A federal jury on Friday convicted Stavros Papantoniadis for a reign of terror against his workers, which included sending one man into surgery twice and tormenting other workers by threatening them with death and with turning them into ICE.

The jury, in US District Court in Boston, formally convicted Papantoniadis, 48, of Westwood, of three counts of forced labor and three counts of attempted forced labor. Judge F. Dennis Saylor set sentencing for Sept. 12. He potentially faces a sentence of up to 20 years.

Papantoniadis has been behind bars since his arrest on March 16, 2023, with judges declaring him too much of a threat to the workers who eventually testified against him to let him stay free.

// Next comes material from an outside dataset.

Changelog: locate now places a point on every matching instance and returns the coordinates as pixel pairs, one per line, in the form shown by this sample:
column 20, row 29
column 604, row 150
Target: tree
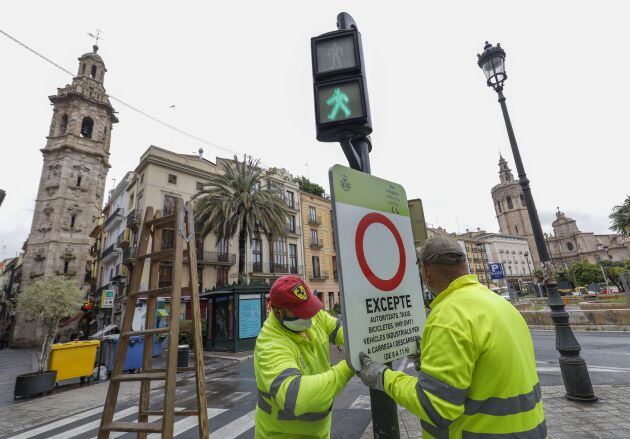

Papantoniadis owns Stash's at Blue Hill Avenue and Columbia Road. He formerly owned Stash's on Belgrade Avenue in Roslindale, but following his arrest, that place closed and was renamed Bel Ave Pizza. However, filings at the Secretary of State's office shows he remains the president of the LLC that owns that restaurant.

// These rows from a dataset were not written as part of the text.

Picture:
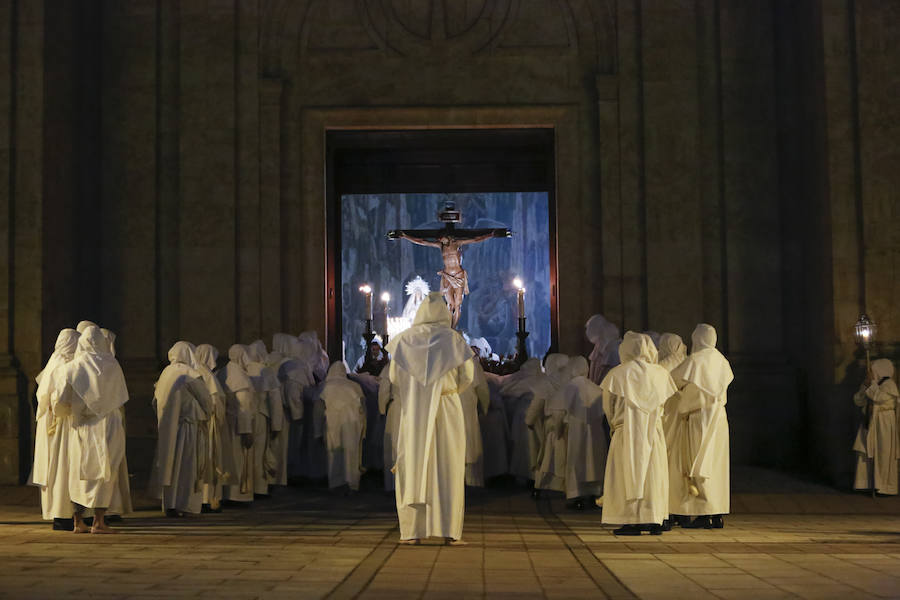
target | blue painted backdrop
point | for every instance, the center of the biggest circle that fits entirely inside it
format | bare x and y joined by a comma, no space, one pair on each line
489,310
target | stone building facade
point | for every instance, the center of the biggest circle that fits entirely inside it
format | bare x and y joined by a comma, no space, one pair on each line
163,172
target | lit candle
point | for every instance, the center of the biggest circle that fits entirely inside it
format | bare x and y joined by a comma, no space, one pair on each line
518,283
385,301
367,290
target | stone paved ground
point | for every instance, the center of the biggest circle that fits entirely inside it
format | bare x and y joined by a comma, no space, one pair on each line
308,543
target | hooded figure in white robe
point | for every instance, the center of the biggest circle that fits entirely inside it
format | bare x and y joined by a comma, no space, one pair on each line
600,332
82,325
431,366
551,474
417,289
295,376
341,421
528,389
94,392
672,353
183,407
586,441
269,422
699,483
122,496
636,482
876,444
240,417
220,457
314,354
51,443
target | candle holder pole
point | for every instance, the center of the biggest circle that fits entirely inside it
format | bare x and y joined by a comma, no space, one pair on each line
368,334
521,348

According to a statement by the US Attorney's office in Boston:

"Papantoniadis forced or attempted to force five men and one woman to work for him through violent physical abuse, threats of abuse, and repeated threats to report victims to immigration authorities to have them deported. According to evidence introduced at trial, Papantoniadis thinly staffed his pizza shops, and purposely employed workers without immigration status to work behind the scenes, for 14 or more hours per day and as many as seven days per week. To maintain control of those undocumented workers, he made them believe that he would physically harm them or have them deported. He monitored the workers with surveillance cameras, which he accessed from his cell phone, and constantly demeaned, insulted and harassed them. When Papantoniadis learned that one victim planned to quit, he violently choked him, causing that victim to flee the pizza shop and run to safety in the parking lot. When other victims separately expressed their intentions to quit, Papantoniadis told one victim that he would kill him and call immigration authorities; and he threatened another worker by telling him he knew where the victim lived. When another worker tried to leave and drive away from one of Papantoniadis’ pizza shops, Papantoniadis chased the victim down Route 1 in Norwood, Mass., and falsely reported the victim to the local police in an effort to pressure the victim to return to work at the pizza shop."

Separately, Papantoniadis now faces trial on charges he defrauded the federal government by claiming money for keeping workers employed during the early days of the Covid-19 pandemic for a restaurant he no longer owned.